En la antesala, los miembros del comité recibían sus abrigos y se los iban poniendo, ayudándose unos a otros. Guardaban un silencio hosco. Solamente el Consejero preguntó, por décima vez:

– ¿De verdad he estado bien?

– Sí, sí. Muy bien -le dijo alguien.

– No sé… Me parece que mi voz no era muy firme.

– Lo de siempre -dijo el Tesorero General, en voz baja, al Vicesecretario-. Palabras.

– Luego hablaremos.-Y el Vicesecretario miró, con desconfianza, a un hombre macizo, casi enterrado en un sillón, que miraba divertidamente cómo los del comité se colocaban los abrigos-. Todo el mundo sabe que el Presidente…

– Es una lástima que no le hayan dejado terminar de leer.

– Sin duda -asintió el Consejero, convencido-. La palabra escrita es siempre más eficaz que…

– ¿Qué me decía del Presidente? -preguntó al Vicesecretario su compañero, interesado.

– Todo el mundo dice que ya no tiene poder. Yo lo vengo sospechando hace tiempo… No es el mismo hombre que derrocó a Salvano.

– ¿Cree usted eso, de verdad?

– Oh, sí. Le falta vigor.

El hombre que aguardaba en el sillón bostezó ahogadamente. Tal vez, si tenía un oído muy fino, hubiera podido oír algunas palabras. Pero no parecía interesado. Consultaba su reloj de pulsera, y algo que debió ver en la esfera pareció llamarle grandemente la atención.

– Me parece que el Tesorero General -confió el Consejero, con voz de conspirador-, no ha sido muy diplomático.

– ¿Le parece a usted?

– Demasiado franco. Demasiado brusco. Hay que tener más cuidado: se trata del Presidente de la República.

– Creo que tiene usted razón…

– Vigor… -meditó el Tesorero General-. No sé.

El Presidente preguntó:

– ¿Y el policía herido por la explosión? ¿Se ha vuelto a saber algo?

– Sigue muy grave.

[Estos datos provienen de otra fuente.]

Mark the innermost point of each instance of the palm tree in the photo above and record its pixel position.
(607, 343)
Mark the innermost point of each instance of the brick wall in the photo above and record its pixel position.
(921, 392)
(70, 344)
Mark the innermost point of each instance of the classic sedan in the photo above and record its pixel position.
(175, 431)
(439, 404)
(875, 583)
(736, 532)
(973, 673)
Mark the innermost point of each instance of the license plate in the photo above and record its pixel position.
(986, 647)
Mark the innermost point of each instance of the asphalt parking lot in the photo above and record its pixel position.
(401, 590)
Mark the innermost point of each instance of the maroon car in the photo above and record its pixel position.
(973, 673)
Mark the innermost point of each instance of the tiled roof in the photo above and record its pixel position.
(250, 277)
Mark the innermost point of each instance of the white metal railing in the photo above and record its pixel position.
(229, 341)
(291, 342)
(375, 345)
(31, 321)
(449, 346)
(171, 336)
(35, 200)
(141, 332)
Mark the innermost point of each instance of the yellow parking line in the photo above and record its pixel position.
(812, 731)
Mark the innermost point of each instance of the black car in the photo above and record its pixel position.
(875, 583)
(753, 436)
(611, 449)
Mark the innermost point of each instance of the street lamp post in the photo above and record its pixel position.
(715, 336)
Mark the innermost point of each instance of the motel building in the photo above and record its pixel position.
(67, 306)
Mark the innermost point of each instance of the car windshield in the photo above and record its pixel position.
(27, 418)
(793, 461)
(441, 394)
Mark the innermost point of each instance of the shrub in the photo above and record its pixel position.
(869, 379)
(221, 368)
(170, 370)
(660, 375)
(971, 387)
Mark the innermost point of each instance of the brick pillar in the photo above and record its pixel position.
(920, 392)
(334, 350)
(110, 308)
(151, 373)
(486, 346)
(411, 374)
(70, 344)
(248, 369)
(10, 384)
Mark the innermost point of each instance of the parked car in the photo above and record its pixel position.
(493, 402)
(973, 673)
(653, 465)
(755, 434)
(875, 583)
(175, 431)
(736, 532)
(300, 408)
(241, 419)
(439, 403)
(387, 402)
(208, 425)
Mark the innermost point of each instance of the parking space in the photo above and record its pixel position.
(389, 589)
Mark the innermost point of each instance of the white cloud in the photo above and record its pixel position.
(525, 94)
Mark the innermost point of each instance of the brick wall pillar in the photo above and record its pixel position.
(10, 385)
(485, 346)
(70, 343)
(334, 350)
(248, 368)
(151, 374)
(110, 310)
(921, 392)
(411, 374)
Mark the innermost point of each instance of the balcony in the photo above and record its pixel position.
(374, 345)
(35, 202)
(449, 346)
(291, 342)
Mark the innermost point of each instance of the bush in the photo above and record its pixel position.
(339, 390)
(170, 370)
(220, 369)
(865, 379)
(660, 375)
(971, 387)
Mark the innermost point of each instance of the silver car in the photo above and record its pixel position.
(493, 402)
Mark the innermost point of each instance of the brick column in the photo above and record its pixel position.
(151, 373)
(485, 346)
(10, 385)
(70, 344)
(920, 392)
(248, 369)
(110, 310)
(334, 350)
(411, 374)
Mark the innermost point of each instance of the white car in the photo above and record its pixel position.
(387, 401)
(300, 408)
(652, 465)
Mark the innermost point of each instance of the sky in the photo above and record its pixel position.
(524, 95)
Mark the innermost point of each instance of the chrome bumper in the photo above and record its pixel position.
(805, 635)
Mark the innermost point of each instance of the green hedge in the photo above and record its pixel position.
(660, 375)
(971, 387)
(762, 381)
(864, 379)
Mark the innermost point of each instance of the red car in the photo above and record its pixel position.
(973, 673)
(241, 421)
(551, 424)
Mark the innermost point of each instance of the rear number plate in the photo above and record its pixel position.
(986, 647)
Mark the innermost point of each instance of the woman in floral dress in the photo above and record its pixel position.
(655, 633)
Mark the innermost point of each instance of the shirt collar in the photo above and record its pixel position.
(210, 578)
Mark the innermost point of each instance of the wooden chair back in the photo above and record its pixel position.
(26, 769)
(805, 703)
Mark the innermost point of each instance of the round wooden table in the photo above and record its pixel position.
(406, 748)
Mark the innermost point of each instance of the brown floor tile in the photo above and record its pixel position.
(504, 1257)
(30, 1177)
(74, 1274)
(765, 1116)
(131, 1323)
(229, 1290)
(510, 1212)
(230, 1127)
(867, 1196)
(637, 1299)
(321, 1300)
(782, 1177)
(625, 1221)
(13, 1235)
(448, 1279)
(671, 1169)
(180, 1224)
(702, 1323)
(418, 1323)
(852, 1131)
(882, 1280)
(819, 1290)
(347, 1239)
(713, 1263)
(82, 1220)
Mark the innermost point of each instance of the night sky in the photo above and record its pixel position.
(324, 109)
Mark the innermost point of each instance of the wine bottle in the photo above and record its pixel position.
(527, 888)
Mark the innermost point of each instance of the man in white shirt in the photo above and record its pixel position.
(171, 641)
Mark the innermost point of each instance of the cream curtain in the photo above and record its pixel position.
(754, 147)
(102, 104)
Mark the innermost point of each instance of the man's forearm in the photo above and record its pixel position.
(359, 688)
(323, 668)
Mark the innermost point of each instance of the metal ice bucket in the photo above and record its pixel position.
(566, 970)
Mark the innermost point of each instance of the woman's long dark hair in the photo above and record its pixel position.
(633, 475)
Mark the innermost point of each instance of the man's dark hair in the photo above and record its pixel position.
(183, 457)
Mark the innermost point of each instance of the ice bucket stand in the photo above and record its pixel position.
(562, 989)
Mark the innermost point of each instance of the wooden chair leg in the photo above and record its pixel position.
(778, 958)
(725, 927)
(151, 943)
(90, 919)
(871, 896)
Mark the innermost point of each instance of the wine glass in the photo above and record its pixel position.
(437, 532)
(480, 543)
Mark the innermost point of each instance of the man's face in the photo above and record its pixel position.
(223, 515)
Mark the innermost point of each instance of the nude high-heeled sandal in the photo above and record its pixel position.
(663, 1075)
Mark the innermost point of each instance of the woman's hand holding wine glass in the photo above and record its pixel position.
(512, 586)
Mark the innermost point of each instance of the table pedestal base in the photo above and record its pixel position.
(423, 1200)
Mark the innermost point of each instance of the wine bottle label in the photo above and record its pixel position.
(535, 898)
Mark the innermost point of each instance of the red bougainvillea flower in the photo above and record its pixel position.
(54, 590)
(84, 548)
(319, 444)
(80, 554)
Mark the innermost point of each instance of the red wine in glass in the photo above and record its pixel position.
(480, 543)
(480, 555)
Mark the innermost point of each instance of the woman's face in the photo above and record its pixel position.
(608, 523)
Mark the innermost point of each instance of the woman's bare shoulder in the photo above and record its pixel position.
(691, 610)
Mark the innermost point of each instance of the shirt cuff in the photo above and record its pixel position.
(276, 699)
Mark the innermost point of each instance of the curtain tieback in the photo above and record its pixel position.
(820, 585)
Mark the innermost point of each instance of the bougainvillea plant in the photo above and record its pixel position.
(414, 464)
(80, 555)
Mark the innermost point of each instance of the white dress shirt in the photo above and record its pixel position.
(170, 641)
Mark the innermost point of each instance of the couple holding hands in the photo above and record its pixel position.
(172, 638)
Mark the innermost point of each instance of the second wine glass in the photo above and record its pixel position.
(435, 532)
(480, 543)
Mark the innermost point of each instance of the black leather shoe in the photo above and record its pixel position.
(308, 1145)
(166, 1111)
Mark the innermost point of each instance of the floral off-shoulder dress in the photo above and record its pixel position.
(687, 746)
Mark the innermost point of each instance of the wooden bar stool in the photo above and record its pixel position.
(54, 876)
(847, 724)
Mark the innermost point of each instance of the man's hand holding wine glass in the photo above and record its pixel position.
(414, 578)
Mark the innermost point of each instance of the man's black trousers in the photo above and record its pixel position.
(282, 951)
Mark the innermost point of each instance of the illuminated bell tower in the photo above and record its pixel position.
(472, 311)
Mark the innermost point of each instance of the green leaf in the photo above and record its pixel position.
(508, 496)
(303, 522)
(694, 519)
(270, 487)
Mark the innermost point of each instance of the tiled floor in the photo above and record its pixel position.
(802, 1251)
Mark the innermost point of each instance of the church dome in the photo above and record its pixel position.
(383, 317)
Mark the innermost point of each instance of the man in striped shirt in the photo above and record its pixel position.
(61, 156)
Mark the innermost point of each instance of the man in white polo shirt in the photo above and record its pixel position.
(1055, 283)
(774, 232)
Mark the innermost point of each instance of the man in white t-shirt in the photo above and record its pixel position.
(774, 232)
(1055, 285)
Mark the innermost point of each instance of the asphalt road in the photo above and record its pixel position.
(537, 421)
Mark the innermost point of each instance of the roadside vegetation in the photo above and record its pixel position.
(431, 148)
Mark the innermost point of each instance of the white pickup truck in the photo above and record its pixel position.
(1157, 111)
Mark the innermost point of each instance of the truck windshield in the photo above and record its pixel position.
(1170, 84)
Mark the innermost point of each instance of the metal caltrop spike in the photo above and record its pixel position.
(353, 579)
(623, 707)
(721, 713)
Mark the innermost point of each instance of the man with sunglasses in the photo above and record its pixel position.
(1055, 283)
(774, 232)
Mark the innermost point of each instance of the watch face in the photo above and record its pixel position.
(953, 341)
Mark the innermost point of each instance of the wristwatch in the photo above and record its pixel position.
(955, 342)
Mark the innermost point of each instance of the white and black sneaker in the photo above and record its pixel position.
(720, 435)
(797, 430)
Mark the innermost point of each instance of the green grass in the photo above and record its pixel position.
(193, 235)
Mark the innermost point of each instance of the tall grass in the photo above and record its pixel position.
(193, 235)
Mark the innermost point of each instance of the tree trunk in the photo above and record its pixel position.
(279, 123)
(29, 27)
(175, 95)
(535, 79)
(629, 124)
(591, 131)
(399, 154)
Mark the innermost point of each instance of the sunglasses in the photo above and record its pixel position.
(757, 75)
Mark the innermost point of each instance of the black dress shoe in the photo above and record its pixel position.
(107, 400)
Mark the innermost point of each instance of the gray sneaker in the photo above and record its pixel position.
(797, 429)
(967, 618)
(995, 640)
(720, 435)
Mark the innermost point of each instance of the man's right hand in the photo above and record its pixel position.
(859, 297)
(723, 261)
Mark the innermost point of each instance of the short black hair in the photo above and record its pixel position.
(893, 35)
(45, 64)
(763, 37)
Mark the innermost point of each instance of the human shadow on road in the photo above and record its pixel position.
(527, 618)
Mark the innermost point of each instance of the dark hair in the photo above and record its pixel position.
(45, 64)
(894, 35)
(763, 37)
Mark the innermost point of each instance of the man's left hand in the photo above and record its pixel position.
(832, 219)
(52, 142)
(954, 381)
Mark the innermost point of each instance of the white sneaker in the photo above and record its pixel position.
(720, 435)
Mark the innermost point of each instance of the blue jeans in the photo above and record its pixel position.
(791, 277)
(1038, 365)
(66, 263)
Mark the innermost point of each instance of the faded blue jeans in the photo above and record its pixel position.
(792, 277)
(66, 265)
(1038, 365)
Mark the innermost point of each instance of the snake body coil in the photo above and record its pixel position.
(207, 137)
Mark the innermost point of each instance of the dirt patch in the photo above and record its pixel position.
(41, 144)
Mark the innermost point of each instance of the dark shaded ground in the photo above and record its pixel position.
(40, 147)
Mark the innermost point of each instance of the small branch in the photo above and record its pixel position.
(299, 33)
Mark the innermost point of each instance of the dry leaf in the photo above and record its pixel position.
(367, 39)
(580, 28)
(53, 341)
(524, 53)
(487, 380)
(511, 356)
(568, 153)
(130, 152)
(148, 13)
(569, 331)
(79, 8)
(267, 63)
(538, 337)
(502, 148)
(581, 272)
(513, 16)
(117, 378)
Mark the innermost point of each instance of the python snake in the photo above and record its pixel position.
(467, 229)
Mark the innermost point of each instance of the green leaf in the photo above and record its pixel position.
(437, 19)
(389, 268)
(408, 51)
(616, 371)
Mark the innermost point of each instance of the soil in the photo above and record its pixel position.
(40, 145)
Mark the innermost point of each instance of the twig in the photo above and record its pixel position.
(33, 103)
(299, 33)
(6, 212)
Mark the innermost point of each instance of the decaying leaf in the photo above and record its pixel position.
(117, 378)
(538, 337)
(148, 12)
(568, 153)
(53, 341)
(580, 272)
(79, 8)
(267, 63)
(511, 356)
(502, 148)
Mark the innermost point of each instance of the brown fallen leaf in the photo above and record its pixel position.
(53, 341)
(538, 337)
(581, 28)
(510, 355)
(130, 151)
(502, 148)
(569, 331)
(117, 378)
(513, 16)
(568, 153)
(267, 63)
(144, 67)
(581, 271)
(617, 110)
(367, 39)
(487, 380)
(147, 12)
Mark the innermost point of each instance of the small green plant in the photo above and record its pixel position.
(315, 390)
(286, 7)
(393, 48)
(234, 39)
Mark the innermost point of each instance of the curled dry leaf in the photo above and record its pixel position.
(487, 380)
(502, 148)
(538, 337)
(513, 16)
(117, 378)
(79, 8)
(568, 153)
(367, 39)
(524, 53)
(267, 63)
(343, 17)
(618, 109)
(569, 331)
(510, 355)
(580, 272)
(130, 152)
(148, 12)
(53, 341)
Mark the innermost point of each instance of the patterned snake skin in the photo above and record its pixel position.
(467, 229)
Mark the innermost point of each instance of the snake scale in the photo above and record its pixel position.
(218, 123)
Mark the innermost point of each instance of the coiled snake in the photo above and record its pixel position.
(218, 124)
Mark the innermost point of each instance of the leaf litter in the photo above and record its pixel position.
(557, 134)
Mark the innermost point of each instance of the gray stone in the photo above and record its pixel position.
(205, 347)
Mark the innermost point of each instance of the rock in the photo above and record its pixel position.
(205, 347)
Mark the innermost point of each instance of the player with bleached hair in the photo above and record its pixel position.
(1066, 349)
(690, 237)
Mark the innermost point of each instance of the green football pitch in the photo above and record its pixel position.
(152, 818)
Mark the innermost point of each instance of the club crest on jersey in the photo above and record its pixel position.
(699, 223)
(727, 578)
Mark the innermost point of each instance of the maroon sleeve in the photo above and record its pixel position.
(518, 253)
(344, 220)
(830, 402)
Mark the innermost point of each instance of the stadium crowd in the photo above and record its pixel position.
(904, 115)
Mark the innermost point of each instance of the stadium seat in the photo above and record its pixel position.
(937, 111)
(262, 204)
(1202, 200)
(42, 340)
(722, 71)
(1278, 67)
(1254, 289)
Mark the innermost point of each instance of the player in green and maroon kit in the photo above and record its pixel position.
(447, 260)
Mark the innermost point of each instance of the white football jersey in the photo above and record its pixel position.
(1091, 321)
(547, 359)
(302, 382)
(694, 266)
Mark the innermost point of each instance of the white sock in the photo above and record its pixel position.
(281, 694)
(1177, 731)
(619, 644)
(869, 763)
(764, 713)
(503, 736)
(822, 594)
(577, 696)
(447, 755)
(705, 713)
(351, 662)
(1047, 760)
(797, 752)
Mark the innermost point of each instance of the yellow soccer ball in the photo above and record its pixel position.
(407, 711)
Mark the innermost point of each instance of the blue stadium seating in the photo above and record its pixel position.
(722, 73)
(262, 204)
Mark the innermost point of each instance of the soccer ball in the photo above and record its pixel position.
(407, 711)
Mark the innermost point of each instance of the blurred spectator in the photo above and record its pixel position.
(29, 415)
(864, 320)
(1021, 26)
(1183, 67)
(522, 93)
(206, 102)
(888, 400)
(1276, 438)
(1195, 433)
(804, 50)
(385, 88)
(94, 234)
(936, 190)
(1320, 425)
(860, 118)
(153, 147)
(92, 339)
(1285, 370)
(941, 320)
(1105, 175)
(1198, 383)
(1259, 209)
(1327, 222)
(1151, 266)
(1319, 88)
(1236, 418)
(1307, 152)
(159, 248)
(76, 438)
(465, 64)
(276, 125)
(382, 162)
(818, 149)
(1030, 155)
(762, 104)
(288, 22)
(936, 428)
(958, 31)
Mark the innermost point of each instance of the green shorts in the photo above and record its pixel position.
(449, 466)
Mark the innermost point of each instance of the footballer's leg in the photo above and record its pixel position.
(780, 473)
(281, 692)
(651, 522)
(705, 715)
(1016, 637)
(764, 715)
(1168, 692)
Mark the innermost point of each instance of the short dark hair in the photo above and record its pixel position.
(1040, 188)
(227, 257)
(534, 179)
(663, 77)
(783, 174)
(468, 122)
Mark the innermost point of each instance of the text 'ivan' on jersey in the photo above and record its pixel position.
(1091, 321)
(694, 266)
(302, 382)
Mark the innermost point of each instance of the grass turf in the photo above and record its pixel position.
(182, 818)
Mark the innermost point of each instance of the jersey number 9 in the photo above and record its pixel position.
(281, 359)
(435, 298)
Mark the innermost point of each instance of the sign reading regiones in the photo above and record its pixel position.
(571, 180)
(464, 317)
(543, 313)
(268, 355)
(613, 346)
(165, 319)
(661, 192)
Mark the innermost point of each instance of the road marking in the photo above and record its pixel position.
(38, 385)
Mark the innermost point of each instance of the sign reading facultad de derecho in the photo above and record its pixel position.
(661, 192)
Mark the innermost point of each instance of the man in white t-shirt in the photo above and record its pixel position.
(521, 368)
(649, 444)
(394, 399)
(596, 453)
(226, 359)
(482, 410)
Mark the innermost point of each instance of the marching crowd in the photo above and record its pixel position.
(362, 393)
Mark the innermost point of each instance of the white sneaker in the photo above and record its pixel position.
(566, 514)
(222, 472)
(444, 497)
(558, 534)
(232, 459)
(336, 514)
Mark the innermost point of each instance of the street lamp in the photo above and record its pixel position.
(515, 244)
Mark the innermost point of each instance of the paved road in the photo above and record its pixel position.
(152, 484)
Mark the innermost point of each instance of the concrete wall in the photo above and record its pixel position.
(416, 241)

Le han intervenido ya dos veces…

– ¿Y el chico?

Angulo arrugó la frente.

– Perdón -dijo-. No le comprendo, Excelencia.

– El estudiante que arrojó la bomba… No recuerdo cómo se llama.

– Carvajo, me parece.

– Sí, Carvajo. -El Presidente quedó pensativo, como si no supiera muy bien lo que deseaba preguntar, o como si hacerlo le resultara engorroso-. ¿Qué edad tiene?

– Dieciséis o diecisiete años… No lo sé, con seguridad.

– ¡Dieciséis años!

Quedó en silencio. Angulo observó su rostro, sus manos, su frente. Por la ventana entraba ahora un rayo tibio de sol, y caía directamente sobre la mano izquierda del Presidente. Era una mano noble, cruzada por venas sobresalientes y de color vino.

– Averigüe su edad exacta -dijo el Presidente, como si aquélla fuera para él una cuestión fundamental-. Y, cuando lo sepa, venga a decírmelo.